La riduzione della quarantena per i vaccinati è un piccolo incentivo che si aggiunge agli altri già messi in campo. Ma deve essere accompagnato da disincentivi forti per i non vaccinati. Il commento di Giuseppe Pennisi
In queste ore, il Comitato Tecnico Scientifico, prima, e il governo, poi, dovranno valutare la proposta di diverse associazioni datoriali e di alcune Regioni di ridurre, per coloro che sono stati vaccinati secondo i protocolli richiesti (due o tre dosi), il periodo di quarantena richiesto in caso abbiano contatti con persone positive alle varie forme di Covid-19.
È un tema che ha soprattutto risvolti medici, ma che vale la pena esaminare anche dal punto di vista economico sotto due aspetti: a) gli effetti, in termini di economia del benessere, di “vergogna ed orgoglio” di fronte alla campagna vaccinale: b) le implicazioni in termini di economia comportamentale delle misure possibili e fattibili.
In termini di “vergogna ed orgoglio” di dichiarare di essere stato in contatto con un soggetto “positivo” e di essere fiero di auto-isolarsi per evitare di spargere il contagio, viene quasi spontaneo dire che “nell’Italia dei furbetti”, i “no vax” tenderanno a non dichiarare di avere avuto contatti con soggetti positivi. Il problema è più complesso come indica il saggio di Luigi Butera, Robert Metcalfe, William Morrison and Dmitry Taubinsky “Measuring the Welfare Effects of Shame and Pride” pubblicato sull’ultimo fascicolo del trimestrale American Economic Review, di cui gli abbonati hanno ricevuto la versione pdf, ma che solo tra qualche settimana sarà disponibile nelle biblioteche universitarie.
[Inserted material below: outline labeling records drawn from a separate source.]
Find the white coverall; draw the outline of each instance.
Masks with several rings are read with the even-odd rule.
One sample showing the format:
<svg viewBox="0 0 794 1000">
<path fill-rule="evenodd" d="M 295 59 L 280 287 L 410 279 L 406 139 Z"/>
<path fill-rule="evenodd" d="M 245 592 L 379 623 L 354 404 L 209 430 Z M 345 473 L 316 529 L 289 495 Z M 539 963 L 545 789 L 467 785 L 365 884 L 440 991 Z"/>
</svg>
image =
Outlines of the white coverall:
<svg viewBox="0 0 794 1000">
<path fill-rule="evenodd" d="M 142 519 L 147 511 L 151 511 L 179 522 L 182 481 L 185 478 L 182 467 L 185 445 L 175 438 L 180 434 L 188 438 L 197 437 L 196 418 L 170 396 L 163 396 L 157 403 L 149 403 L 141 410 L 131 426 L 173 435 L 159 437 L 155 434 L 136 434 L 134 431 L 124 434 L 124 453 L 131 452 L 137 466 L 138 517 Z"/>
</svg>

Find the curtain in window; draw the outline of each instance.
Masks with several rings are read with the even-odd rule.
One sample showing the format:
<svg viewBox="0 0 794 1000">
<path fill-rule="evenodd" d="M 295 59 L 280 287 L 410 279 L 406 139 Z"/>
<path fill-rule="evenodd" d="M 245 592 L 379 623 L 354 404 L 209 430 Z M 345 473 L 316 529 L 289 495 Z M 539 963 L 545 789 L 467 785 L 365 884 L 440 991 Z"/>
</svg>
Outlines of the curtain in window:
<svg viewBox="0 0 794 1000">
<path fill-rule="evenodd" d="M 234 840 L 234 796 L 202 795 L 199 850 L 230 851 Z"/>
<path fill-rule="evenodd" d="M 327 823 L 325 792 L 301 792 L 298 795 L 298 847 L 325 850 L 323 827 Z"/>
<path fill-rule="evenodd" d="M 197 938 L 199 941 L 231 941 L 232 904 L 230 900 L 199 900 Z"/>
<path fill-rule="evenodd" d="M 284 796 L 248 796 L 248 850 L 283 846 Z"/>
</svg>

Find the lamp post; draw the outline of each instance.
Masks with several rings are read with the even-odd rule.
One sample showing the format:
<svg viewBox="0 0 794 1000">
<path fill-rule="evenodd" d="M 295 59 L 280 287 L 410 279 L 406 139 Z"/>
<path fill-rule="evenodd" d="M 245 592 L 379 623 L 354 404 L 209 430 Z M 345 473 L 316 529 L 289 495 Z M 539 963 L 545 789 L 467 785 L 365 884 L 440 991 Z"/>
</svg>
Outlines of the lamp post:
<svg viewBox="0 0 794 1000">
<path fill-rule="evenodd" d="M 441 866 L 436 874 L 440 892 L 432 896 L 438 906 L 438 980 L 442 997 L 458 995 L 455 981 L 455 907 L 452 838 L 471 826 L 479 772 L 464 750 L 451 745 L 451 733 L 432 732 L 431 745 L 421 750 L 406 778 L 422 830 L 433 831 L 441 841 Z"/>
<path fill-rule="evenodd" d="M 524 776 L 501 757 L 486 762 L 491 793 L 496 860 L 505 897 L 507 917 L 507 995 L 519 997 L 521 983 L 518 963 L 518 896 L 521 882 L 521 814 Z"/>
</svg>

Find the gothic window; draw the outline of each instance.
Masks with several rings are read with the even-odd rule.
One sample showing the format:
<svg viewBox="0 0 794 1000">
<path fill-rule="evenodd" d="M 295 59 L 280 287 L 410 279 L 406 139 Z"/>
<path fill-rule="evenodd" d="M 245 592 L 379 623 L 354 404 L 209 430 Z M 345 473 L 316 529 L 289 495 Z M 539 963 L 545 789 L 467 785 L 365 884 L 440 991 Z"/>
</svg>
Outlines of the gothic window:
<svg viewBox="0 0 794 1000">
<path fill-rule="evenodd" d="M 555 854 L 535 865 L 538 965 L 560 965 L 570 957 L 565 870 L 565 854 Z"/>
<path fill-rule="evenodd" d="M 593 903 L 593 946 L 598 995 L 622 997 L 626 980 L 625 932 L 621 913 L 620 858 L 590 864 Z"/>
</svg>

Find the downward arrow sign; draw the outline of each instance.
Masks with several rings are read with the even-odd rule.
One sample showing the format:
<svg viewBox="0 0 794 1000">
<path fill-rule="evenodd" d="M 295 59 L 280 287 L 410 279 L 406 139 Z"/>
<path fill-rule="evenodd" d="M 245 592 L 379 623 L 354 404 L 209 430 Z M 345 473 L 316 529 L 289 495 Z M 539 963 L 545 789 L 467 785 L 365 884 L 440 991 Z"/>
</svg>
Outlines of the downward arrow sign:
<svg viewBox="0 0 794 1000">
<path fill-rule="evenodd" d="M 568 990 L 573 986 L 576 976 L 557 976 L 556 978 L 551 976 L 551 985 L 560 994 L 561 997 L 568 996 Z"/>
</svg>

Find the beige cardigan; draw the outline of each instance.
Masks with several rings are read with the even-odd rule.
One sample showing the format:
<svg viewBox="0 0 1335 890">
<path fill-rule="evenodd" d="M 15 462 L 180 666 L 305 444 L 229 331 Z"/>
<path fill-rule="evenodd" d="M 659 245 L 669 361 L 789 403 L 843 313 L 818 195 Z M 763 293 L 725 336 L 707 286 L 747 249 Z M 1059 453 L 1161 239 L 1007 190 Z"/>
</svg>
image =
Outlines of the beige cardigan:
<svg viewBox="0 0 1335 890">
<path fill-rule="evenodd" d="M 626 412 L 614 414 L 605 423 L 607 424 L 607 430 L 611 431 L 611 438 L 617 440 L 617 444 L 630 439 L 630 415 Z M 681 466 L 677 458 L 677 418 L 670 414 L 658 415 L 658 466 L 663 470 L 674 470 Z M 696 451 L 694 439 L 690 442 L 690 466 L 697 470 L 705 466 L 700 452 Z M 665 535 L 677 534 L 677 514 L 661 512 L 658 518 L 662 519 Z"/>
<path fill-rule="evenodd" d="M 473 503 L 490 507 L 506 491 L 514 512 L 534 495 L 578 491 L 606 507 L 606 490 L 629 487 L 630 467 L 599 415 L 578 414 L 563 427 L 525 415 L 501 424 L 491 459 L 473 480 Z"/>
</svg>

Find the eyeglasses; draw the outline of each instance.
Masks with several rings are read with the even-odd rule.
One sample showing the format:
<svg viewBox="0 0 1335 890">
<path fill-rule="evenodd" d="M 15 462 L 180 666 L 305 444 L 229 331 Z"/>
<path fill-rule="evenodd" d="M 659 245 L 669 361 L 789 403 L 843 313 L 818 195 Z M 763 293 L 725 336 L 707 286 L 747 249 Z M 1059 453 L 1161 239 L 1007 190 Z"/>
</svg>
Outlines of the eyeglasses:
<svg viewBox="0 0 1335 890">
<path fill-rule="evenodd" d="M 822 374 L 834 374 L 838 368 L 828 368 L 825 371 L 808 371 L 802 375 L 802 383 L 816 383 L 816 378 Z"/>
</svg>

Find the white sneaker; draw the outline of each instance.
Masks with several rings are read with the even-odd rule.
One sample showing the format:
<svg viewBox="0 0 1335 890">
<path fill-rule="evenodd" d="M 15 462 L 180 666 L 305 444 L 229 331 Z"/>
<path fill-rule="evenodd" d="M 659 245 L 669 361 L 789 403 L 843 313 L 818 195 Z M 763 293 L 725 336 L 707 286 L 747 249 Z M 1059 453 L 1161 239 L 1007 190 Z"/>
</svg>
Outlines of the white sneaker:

Nel lavoro, si propone (e si testa empiricamente) una metodologia empirica per misurare comportamenti che tengano conto degli effetti sugli altri e di comportamenti che, invece, potremmo definire “egoistici”. La conclusione è che l’elemento determinante è il social signalling ossia quali indicazioni vengono dalla società civile e dalle istituzioni (governo e Parlamento in primo luogo) per riconoscere il merito di chi fa il proprio dovere (e dichiara di essere stato in contatto con un positivo) ed il demerito di chi fa “il furbo”.
La riduzione della quarantena a chi auto-dichiara di essere stato in contatto con un positivo è, indubbiamente, un elemento significativo di social signalling. Lo è abbastanza per indurre i non vaccinati a fare analoghe auto-dichiarazioni? In un’Italia dove si scoprono “fabbrichine” per produrre green pass falsi c’è da dubitarne.
Qui entra in ballo l’economia comportamentale. A fronte del “premio” (la riduzione della quarantena) a chi ha un comportamento corretto nei confronti del prossimo e della società nel suo complesso, quale “penale” prevedere per chi invece ne ha uno doppiamente scorretto: non si vaccina e non dichiara contatti che possono portare all’estensione del contagio?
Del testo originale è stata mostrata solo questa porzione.